Management strategies of Opsoclonus Myoclonus Ataxia Syndrome over the years: new consensus guidelines.
Ming Lim
Opsoclonus-myoclonus-ataxia syndrome (OMAS) can leave children with significant neurological and long-term cognitive impairment. Although the evidence base for treatment recommendations is limited, emergent data suggests that earlier and more optimal escalation favors better outcomes in a range of neuroinflammatory conditions. Within this construct, 2 approaches will be discussed. The first is an up-front approach often termed the “aggressive” approach using multiple agents, typically adrenocorticotropic hormone (ACTH) or corticosteroids, plasmapheresis, IV immunoglobulin, and rituximab or cyclophosphamide. A second is a stepwise approach starting with pulse oral dexamethasone (20 mg/m2/d for 3 consecutive days monthly) and escalating to rituximab or cyclophosphamide for patients who do not respond adequately. A recent international consensus proposing how both these approaches could be integrated would be discussed; alongside exploring management strategies for chronic relapsing children and when pragmatic (sometimes empirical) strategies may be employed to manage the child with chronic symptoms.
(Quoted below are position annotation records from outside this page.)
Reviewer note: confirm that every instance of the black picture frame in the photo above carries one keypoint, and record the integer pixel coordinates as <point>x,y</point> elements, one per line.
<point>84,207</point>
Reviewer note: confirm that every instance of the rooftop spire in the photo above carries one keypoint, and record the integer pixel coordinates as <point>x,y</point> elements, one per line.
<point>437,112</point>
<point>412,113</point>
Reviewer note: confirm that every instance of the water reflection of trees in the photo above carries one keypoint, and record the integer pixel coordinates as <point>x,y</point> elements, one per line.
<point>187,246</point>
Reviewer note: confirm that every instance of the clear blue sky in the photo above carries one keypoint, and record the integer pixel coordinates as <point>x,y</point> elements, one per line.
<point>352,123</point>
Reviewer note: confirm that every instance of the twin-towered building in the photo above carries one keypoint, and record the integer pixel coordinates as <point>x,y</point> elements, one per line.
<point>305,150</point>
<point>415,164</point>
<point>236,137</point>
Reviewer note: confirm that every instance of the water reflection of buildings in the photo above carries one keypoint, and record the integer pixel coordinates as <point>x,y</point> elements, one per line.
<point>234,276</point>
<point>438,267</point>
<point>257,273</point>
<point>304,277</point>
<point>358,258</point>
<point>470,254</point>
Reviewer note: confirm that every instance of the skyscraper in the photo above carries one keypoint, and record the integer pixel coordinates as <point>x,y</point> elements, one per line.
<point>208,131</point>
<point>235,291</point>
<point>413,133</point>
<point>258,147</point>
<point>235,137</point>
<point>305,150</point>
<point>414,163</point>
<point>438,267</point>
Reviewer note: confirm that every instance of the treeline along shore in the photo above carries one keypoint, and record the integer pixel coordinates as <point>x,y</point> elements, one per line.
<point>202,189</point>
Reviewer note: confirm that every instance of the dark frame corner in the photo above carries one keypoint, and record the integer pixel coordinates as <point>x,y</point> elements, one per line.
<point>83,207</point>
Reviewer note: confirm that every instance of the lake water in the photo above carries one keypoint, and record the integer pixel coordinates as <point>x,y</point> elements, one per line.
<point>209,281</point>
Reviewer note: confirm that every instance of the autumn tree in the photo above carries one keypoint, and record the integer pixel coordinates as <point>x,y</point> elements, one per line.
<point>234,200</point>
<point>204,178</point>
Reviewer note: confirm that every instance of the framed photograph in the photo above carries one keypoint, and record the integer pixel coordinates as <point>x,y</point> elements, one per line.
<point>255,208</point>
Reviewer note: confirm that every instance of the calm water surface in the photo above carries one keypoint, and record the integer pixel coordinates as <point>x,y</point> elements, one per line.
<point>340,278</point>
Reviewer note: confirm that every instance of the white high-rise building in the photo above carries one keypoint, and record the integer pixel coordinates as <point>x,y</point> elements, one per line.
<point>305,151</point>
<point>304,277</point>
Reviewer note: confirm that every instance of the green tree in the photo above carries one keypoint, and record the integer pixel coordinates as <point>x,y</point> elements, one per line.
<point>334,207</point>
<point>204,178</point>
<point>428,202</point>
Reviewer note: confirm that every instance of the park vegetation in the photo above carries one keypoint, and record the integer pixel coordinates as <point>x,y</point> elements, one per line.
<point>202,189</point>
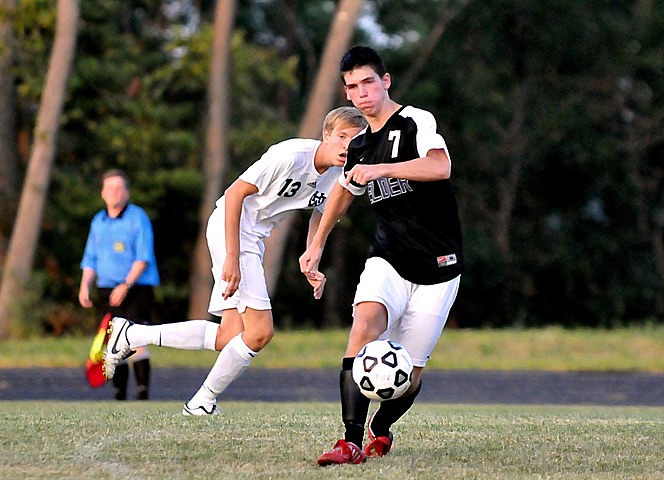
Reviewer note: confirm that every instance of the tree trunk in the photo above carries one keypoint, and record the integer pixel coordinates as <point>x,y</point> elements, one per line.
<point>427,47</point>
<point>320,102</point>
<point>216,148</point>
<point>30,211</point>
<point>8,153</point>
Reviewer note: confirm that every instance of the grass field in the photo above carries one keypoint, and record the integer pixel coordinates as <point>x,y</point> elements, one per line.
<point>151,440</point>
<point>554,348</point>
<point>139,440</point>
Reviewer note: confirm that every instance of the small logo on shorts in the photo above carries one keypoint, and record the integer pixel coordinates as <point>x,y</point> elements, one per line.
<point>445,260</point>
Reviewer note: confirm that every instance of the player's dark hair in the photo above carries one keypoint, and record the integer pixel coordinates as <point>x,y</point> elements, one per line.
<point>359,56</point>
<point>115,172</point>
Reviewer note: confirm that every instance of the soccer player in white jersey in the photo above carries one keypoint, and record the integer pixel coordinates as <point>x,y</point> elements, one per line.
<point>412,275</point>
<point>293,174</point>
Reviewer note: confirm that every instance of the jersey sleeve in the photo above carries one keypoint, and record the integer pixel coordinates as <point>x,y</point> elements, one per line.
<point>427,137</point>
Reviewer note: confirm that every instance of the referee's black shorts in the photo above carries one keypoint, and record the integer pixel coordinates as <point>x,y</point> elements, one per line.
<point>137,305</point>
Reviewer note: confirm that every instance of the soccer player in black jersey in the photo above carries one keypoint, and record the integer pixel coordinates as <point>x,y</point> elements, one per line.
<point>412,275</point>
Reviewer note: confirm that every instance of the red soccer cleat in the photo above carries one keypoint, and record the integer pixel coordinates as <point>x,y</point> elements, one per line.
<point>343,452</point>
<point>377,446</point>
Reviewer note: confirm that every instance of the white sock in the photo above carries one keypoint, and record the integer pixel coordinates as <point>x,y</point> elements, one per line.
<point>190,335</point>
<point>231,362</point>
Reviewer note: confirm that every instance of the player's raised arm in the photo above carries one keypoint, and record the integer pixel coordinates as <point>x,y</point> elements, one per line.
<point>335,207</point>
<point>434,166</point>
Long-term Neurological outcome in Opsoclonus Myoclonus Ataxia Syndrome
Anaita Hegde
Opsoclonus Myoclonus Ataxia Syndrome is a rare neuroimmunological disorder with a strong association with neuroblastoma. Neurodevelopmental sequelae are relatively frequent in these children. Neuropsychological deficits were considered significant, in more than 60% of the children in the past with impairments most frequently noted in speech and language. Also noted were deficits in cognitive scores, phonology, attention, and memory. Behavioral problems such as obsessive-compulsive, rage, and oppositional defiant were noted in a high percentage.
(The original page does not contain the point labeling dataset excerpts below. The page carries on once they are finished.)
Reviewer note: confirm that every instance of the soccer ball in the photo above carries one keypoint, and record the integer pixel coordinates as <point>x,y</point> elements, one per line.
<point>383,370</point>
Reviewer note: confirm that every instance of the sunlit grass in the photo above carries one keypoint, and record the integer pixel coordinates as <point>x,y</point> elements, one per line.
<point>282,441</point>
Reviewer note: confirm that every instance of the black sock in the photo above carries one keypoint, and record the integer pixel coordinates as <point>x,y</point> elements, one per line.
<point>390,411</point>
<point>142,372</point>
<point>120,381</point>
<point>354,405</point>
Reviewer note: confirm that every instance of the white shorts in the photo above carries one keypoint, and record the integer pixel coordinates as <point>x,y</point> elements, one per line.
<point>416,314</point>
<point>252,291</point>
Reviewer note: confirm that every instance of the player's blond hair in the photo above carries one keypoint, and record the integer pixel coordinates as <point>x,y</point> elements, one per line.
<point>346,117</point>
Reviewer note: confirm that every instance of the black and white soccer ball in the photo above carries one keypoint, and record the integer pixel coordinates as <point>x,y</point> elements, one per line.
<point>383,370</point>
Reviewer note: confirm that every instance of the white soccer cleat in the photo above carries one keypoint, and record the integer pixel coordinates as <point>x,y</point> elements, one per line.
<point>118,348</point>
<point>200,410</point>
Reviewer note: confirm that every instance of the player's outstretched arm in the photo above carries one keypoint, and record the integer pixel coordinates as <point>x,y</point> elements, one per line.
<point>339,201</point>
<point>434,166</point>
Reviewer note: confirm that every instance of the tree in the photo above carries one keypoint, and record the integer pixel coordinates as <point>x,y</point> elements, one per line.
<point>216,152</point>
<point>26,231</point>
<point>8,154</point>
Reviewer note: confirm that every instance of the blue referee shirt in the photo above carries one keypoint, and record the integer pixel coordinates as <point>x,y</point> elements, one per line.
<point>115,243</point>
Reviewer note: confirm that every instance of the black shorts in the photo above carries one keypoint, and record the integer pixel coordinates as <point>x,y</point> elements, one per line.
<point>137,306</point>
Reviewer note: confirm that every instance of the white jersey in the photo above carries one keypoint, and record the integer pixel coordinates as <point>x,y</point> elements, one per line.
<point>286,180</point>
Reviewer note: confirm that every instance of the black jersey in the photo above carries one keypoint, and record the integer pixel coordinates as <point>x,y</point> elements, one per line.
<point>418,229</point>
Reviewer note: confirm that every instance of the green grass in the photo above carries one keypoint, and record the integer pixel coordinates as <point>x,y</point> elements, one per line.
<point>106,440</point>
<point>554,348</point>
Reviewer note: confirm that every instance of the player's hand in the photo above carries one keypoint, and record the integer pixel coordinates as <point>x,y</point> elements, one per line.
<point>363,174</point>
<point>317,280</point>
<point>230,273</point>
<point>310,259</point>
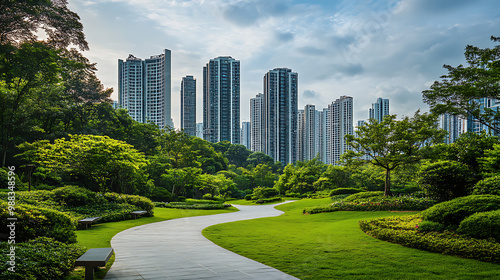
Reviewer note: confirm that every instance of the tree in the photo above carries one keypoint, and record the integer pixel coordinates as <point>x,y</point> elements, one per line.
<point>461,91</point>
<point>445,180</point>
<point>21,21</point>
<point>107,164</point>
<point>391,143</point>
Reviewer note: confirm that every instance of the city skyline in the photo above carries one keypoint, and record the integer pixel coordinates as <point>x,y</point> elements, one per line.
<point>362,49</point>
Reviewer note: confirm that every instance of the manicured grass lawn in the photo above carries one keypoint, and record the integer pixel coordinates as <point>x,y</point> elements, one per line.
<point>331,246</point>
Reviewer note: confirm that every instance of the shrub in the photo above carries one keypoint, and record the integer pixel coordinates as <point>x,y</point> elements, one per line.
<point>34,221</point>
<point>402,230</point>
<point>451,213</point>
<point>345,191</point>
<point>482,225</point>
<point>428,226</point>
<point>363,195</point>
<point>489,185</point>
<point>42,258</point>
<point>445,180</point>
<point>75,196</point>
With a better understanding of the immunology of the condition over the last decade, and thus improved aggressive, combination treatment protocols, we need to review the immediate and long-term neurological outcomes for these children. In spite of the newer more aggressive treatment, most still show at least some neuropsychological deficits.
In this session, we will define the long-term neuropsychological outcomes of OMAS over the years. Identifying those risk factors such as neuroblastoma, time to treatment, and treatment protocols, MRI changes of cerebellar atrophy associated with varying degrees of neurological deficits. Try to understand those areas of cognition most affected. With this knowledge, we can focus on early diagnosis, and treatment protocols with improved outcomes. Early intervention in the areas of concern, may lead to an improved long-term outcome.